Antiepilettici, antiipertensivi, medicine contro l'ipertrofia prostatica benigna. Sono solo alcune delle tipologie riguardate dalla scadenza, per i quali sarà possibile ricorrere all'uso dei generici: stesso principio attivo, ma senza marchio, e un risparmio previsto di circa il 60%.

Usatissimo ad esempio è il Crestor, che contiene rosuvastatina: molto utilizzato contro il colesterolo, ogni anno il servizio sanitario nazionale spende 270 milioni di euro per acquistarlo. Un costo che sarà ridimensionato dalla scadenza del brevetto.

La spesa sarà dimezzata, secondo l'associazione nazionale delle industrie dei farmaci generici (Assogenerici). Questo è un bene per i consumatori, ma non necessariamente per le aziende, tant'è che, come spiega lo stesso ente, «oltre una gara su 4 per le forniture dei farmaci in ospedale va deserta, per colpa dei prezzi troppo bassi che impediscono alle aziende di concorrere».

Il Cialis è l'esempio più eclatante. Famosissimo, ogni anno in Itaila ne vengono acquistate quasi 2 milioni di confezioni: i dosaggi del tadalafil da 10 e 20mg, ma non quella da 5, diventeranno generici.

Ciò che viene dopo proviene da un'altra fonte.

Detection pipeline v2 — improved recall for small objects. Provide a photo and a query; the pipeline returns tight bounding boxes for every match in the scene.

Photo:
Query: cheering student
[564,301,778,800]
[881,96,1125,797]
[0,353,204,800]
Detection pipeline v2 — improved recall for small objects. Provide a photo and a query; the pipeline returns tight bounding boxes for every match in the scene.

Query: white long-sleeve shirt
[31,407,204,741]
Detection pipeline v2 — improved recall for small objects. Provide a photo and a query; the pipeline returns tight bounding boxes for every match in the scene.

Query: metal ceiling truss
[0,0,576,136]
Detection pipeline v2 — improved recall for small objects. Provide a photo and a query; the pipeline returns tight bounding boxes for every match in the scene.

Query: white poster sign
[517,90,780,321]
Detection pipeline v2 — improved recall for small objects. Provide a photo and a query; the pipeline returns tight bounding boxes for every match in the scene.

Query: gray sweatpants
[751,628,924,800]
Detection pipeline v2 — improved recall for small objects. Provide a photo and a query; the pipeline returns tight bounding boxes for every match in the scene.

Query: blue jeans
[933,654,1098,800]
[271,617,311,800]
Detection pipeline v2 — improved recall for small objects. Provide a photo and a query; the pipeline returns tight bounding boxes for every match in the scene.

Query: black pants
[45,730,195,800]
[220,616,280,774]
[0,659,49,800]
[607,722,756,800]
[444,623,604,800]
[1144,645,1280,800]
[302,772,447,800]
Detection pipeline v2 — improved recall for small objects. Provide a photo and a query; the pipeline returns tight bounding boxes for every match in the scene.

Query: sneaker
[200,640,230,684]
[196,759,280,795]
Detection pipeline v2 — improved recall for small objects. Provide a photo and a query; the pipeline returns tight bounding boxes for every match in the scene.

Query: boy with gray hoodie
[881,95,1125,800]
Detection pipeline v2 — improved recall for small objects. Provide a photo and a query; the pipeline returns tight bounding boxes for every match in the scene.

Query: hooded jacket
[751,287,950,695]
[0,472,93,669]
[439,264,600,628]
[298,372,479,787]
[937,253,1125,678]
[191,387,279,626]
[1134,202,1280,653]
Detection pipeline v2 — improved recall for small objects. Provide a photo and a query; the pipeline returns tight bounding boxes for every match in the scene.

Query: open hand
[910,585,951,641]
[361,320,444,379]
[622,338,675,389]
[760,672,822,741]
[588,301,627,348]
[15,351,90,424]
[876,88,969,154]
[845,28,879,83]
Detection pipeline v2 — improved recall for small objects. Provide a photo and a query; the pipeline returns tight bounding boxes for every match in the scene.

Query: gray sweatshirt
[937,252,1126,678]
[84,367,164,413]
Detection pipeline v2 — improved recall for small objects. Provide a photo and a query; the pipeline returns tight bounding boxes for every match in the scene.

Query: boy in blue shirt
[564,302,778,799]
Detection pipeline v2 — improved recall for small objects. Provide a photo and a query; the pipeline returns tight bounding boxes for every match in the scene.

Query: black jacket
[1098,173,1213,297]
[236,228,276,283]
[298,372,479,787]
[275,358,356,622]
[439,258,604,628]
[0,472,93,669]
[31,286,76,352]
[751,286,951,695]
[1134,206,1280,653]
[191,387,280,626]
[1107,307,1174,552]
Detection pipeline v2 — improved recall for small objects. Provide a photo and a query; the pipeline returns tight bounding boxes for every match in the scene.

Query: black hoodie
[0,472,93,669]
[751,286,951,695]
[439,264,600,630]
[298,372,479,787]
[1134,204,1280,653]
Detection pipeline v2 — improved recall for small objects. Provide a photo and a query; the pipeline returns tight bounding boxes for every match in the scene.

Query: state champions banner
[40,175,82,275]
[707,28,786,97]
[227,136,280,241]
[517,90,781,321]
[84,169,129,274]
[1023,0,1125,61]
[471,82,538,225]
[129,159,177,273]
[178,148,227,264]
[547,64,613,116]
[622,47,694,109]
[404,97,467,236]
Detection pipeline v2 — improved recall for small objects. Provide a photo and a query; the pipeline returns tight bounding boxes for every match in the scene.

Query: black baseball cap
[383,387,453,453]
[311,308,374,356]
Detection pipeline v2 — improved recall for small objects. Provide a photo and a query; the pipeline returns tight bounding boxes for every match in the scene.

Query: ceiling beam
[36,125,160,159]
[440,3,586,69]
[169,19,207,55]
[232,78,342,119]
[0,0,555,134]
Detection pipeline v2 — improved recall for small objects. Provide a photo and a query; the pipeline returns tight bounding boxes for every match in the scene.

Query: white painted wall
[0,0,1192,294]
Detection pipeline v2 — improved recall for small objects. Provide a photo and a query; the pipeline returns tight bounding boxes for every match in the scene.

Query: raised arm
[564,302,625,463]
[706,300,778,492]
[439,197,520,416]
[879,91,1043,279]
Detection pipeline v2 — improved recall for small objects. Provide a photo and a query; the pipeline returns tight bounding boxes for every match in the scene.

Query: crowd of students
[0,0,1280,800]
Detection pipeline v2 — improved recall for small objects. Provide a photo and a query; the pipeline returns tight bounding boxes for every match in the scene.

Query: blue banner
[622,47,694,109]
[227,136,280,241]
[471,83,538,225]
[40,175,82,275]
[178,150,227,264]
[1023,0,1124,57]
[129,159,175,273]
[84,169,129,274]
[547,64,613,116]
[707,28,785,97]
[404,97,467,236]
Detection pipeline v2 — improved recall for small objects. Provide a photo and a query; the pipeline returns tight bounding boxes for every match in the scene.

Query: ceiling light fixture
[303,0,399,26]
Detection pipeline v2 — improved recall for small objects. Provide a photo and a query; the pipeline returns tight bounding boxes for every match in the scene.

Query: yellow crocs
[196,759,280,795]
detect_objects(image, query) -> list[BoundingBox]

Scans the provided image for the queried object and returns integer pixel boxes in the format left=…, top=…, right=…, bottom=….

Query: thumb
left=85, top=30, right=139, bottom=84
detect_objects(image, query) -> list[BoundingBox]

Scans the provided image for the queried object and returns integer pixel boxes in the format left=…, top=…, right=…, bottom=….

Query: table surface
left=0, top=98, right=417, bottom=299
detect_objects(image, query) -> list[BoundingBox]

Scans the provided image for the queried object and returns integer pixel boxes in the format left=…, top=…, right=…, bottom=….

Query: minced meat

Una compressa, oggi, costa fino ai venti euro. I consumi, presumibilmente ora aumenteranno, come già successo al Viagra, che dopo aver perso il brevetto nel 2013 ha visto raddoppiare le confezioni vendute, oggi 2,5 milioni.

Al di là del risparmio, però, c'è anche un pizzico di polemica tra gli esperti: «I farmaci generici sono uno strumento molto utile e, come deliberato da alcune Regioni italiane, occorrerebbe che i risparmi che generano venissero reinvestiti sempre in innovazione», commenta Francesco Mennini, professore di economia sanitaria e Research Director del Ceis dell'Università Tor Vergata di Roma. Il denaro risparmiato «deve essere mantenuto nel comparto farmaceutico, perché già esiste un tetto di spesa non commisurato ai reali bisogni. Almeno bisognerebbe reinvestire quanto risparmiato laddove è stato generato».

A breve infatti saranno disponibili in versione low cost anche alcuni farmaci contro il cancro e contro malattie cardiovascolari e del sistema nervoso centrale. Stanno in pratica scadendo anche i brevetti di medicinali biologici e sono in arrivo i relativi biosimilari. L'ideale - precisa Mennini - «sarebbe reinvestire i soldi che si potranno risparmiare nei relativi settori: se si tratta di un prodotto contro malattie muscolo-scheletriche, i fondi devono essere riservati a quel campo, magari in innovazione, ma anche in prevenzione. Tra l'altro questo può permettere di allargare la platea di pazienti che potranno giovare dei benefici delle nuove terapie, che spesso non sono ad accesso immediato».